The Network Times: Azure Networking: Cloud Scale Load Balancing

Introduction

During the load balancer deployment process, we define a virtual IP (a.k.a front-end IP) for our published service. As a next step, we create a backend (BE) pool to which we attach Virtual Machines using either their associated vNIC or Direct IP (DIP). Then, we bind the VIP to BE using an Inbound rule. Besides, in this phase, we create and associate health probes with inbound rules for monitoring VM's service availability. If VMs in the backend pool also initiate outbound connections, we build an outbound policy, which states the source Network Address Translation (SNAT) rule (DIP, src port > VIP, src port).

This chapter provides an overview of the components of the Azure load balancer service: Centralized SDN Controller, Virtual Load balancer pools, and Host Agents. In this chapter, we discuss control plane and data plane operation.

Management & Control Plane – External Connections

Figure 20-1 depicts our example diagram. The top-most box, Loadbalancer deployment, shows our LB settings. We intend to forward HTTP traffic from the Internet to VIP 1.2.3.4 to either DIP 10.0.0.4 (vm-beetle) or DIP 10.0.0.5 (vm-bailey). The health probe associated with the inbound rule uses TCP port 80 for availability check.

The Azure LB service control plane operation is implemented into a centralized, highly available SDN controller. The system consists of several controller instances, one of which is elected as an active instance. When the active controller receives our LB configuration, it distributes it to other replicas. The active controller creates VIP to DIP mapping entries with the destination protocol/port combination and programs them with the VIP to load balancers in a load balancer pool. Besides programming the load balancers, the SDN controller monitors their health.
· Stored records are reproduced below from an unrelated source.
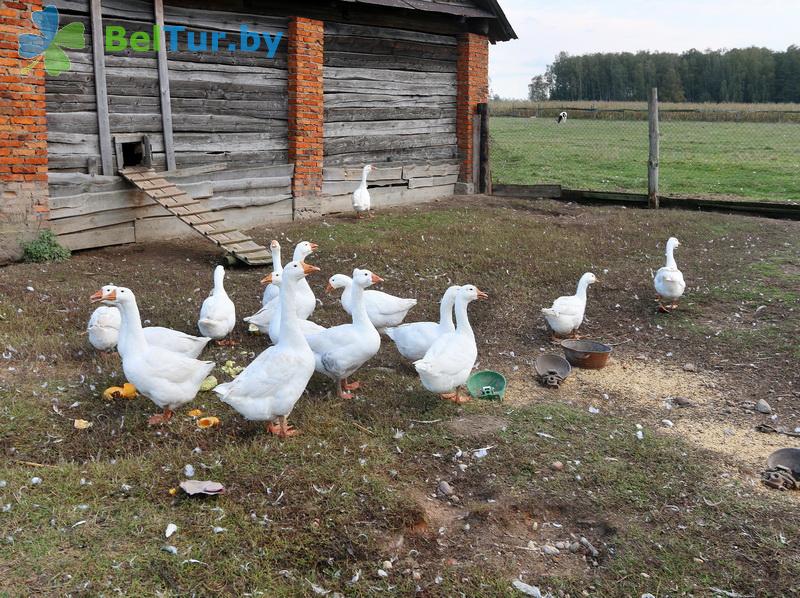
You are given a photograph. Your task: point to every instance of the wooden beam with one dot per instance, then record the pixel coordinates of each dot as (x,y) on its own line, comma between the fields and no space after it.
(485,176)
(101,92)
(476,152)
(652,162)
(163,88)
The load balancer pool consists of several instances, which all advertise their configured VIPs to upstream routers via BGP, defining itself as a next hop. When one of the upstream routers receives an ingress packet to VIP, it uses Equal Cost Multi-Path (ECMP) for selecting the next hop load balancer. Therefore, flow-based packets may not end up with the same load balancer. However, this is not a problem. Load balancer units use the same hashing algorithm for selecting the DIP from the BE members. Therefore, they all choose the same DIP. Upstream routers and load balancers also use BGP as a failure detection. When the load balancer goes out of service, the BGP peering goes down. As a reaction, upstream routers exclude the failed load balancer from the ECMP process.

The Host Agent (HA) is the third piece of the load balancer service puzzle. SDN controller sends the VIP to DIP destination NAT (DNAT) policies to HA, which programs them to the Virtual Filtering Platform’s (VFP) NAT/SLB Layer. Besides, it monitors the BE member VM’s availability using our configured health probe. When the service in VM stops responding, the host agent reports to the SDN controller, which removes the failed DIP from the load balancers VIP to DIP mapping table. HA also adjusts a Network Security Group (NSG) rule in the VFP Security layer to allow monitoring traffic.

Figure 20-1: Cloud Scale LB Management & Control Plane Operation.

Data Plane - External Connections

Figure 20-2 depicts the data plane processes when an external host starts the TCP three-way handshake process with VIP 1.2.3.4. I have excluded redundant components from the figure to keep it simple. The data packet with the TCP SYN flag set arrives at Edge router Ro-1. It has two equal-cost next hops for 1.2.3.4 installed into the RIB. Therefore, it runs a channel hashing algorithm and selects the next hop via 10.1.1.1 (LB-1). Next, it forwards the packet toward LB-1.

Based on the TCP SYN flag, LB-1 notices that this is a new data flow. The destination IP address and transport layer information (TCP/80) match the inbound rule programmed to its VIP mapping table. The hashing algorithm result, calculated from 5-tuple, for this packet selects the DIP 10.0.0.4. After choosing the destination DIP, the load balancer updates its flow table (not shown in the figure). It leaves the original packet intact and adds tunnel headers (IP/UDP/VXLAN) using its IP address as a source and the DIP as a destination address. Note, the load balancers check ingress non-SYN and UDP packets first against the flow table. If no matching entries are found, packets are processed via the VIP-to-DIP mapping table.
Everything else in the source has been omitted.